Todo governante que se preze sabe que as pressões sociais serão crescentes, pois em breve os empregos começarão a escassear e haverá imensa demanda por auxílio governamental. Sabe, ainda, esse governante, que medidas preventivas precisam ser tomadas hoje, de modo a que a sociedade esteja minimamente preparada para o 'abominável mundo novo'.

Essas medidas incluem a preparação educacional da juventude, para que alguns ao menos estejam aptos a ocupar os poucos empregos que restarão; a estruturação de meios e modos de apoio aos milhões de não empregáveis; e a aprovação de leis fiscais capazes de fornecer ao Estado os recursos necessários para fazer frente à sua obrigação primeira, que é garantir o bem-estar de todos os cidadãos.
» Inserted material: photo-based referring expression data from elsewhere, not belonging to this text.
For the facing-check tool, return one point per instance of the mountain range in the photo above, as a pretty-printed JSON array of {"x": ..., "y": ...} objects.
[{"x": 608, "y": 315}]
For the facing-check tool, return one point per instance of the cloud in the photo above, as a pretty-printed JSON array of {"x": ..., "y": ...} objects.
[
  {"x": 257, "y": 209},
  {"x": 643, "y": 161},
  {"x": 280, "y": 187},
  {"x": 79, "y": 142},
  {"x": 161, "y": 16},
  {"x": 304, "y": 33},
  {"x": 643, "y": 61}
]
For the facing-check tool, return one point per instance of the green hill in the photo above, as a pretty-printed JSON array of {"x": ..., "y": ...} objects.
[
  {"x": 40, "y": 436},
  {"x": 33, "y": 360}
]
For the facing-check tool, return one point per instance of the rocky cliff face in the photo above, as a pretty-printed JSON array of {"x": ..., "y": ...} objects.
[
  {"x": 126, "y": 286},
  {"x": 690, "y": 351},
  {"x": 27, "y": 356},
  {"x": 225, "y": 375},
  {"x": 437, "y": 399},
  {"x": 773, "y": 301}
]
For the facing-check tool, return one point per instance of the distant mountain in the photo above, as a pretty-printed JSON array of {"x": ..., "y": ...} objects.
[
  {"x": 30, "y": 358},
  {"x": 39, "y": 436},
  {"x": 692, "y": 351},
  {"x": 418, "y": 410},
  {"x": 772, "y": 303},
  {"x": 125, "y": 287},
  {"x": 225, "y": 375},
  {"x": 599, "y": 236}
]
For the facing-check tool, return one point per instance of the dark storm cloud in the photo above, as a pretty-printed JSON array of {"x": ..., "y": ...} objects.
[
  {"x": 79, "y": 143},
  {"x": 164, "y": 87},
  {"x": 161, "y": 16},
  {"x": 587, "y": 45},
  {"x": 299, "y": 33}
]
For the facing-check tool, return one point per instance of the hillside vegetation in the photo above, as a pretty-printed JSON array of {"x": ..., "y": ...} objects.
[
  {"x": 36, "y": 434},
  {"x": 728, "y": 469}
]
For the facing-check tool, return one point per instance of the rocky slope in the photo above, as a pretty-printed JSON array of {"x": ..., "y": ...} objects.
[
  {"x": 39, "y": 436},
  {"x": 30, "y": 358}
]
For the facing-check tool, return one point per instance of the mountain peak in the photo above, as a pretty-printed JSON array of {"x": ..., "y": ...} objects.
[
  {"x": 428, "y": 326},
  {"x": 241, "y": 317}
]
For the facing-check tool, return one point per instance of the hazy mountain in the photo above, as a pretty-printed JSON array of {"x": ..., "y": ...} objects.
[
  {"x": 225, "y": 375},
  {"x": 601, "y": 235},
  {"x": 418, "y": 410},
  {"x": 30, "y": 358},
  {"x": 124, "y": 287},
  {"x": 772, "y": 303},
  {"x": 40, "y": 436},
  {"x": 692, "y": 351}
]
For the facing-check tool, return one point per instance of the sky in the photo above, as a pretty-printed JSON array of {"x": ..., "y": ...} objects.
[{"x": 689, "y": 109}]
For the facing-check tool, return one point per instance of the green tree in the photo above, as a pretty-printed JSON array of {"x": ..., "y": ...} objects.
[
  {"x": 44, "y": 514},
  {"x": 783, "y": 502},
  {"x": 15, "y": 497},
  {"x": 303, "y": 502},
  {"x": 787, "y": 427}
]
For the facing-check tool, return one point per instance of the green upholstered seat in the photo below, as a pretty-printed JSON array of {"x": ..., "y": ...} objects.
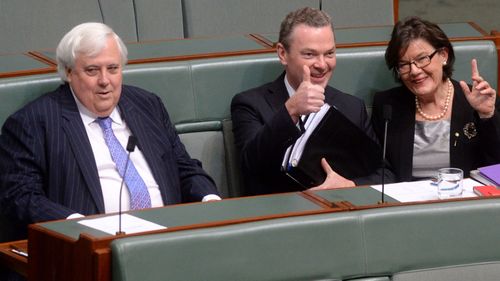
[
  {"x": 450, "y": 239},
  {"x": 216, "y": 17},
  {"x": 360, "y": 12}
]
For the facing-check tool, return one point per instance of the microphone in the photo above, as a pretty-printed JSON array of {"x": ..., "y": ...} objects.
[
  {"x": 387, "y": 114},
  {"x": 131, "y": 143}
]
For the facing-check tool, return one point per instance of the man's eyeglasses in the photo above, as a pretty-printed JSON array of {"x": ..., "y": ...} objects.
[{"x": 420, "y": 62}]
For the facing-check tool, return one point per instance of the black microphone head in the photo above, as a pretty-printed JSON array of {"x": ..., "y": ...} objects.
[
  {"x": 132, "y": 142},
  {"x": 387, "y": 112}
]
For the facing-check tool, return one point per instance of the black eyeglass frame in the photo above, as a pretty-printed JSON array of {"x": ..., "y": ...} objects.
[{"x": 428, "y": 59}]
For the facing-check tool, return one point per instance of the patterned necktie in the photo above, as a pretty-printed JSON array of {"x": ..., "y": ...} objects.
[{"x": 139, "y": 196}]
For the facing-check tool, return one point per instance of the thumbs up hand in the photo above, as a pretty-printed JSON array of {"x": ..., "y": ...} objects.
[{"x": 308, "y": 97}]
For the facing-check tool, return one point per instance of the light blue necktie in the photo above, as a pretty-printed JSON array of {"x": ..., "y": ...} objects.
[{"x": 139, "y": 196}]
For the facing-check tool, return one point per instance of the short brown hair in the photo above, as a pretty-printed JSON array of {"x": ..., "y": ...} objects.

Esse médio e longo prazos, porém, não estão mais muito distantes, como podia se dar até o final do século passado, sob o impacto (apenas) da comunicação de massas (rádio, tv, cinema). Neste século, com o avanço das ciências da computação, e a descoberta de materiais capazes de exponenciar o processamento de dados entre outras facilidades , a velocidade dos prazos médio e longo vem se acelerando.

Tal conjunto de desafios, que está posto a qualquer tipo de governante (até mesmo aos revolucionários), exige que as pessoas que detêm voz e influência sobre parcelas da sociedade assumam sua cota de responsabilidade social e, de certa forma, também política. Não é admissível, por exemplo, que se cobre de qualquer governante aquilo que ele não pode dar, embora seja necessário que se exija dele o que está ao seu alcance.

Agir de forma diferente é irresponsabilidade, comportamento que infelizmente domina os meios de comunicação e parte relevante do mundo acadêmico. Uma irresponsabilidade que não produz efeitos, porque a realidade se impõe. Recentemente, por exemplo, soube-se de um apelo emitido por um grupo do bilionários e especialistas em Inteligência Artificial (IA), externando sua preocupação quanto ao avanço acelerado de plataformas como o ChatGPT.

Apontaram "grandes riscos para a humanidade" e elencaram alguns de seus medos: propagação sistemática e descontrolada de fakenews, ameaça à democracia, perturbações políticas e econômicas, automatização de todos os trabalhos hoje executados por humanos. Entendo, porém, que as justificativas desses bilionários, e seus associados especialistas, esconde outras motivações. Não me parece que estejam exatamente preocupados em defender a democracia, nem os postos de trabalho.

O medo dessa gente é que a quantidade de pessoas supérfluas vai aumentar exponencialmente no médio prazo (senão no curto); essa massa de indivíduos laboralmente inúteis forçará os Estados a bancar suas necessidades básicas (distribuindo dinheiro, como ocorreu no auge da pandemia); e esses recursos vão ter de sair de algum lugar, ou seja, do bolso desses bilionários. Na Califórnia, EUA, está para entrar em vigor uma lei taxando em 5% a venda de propriedades acima de 10 milhões de dólares ou seja, as grandes fortunas , exatamente para fazer frente ao aumento das demandas sociais. E isto é só o começo.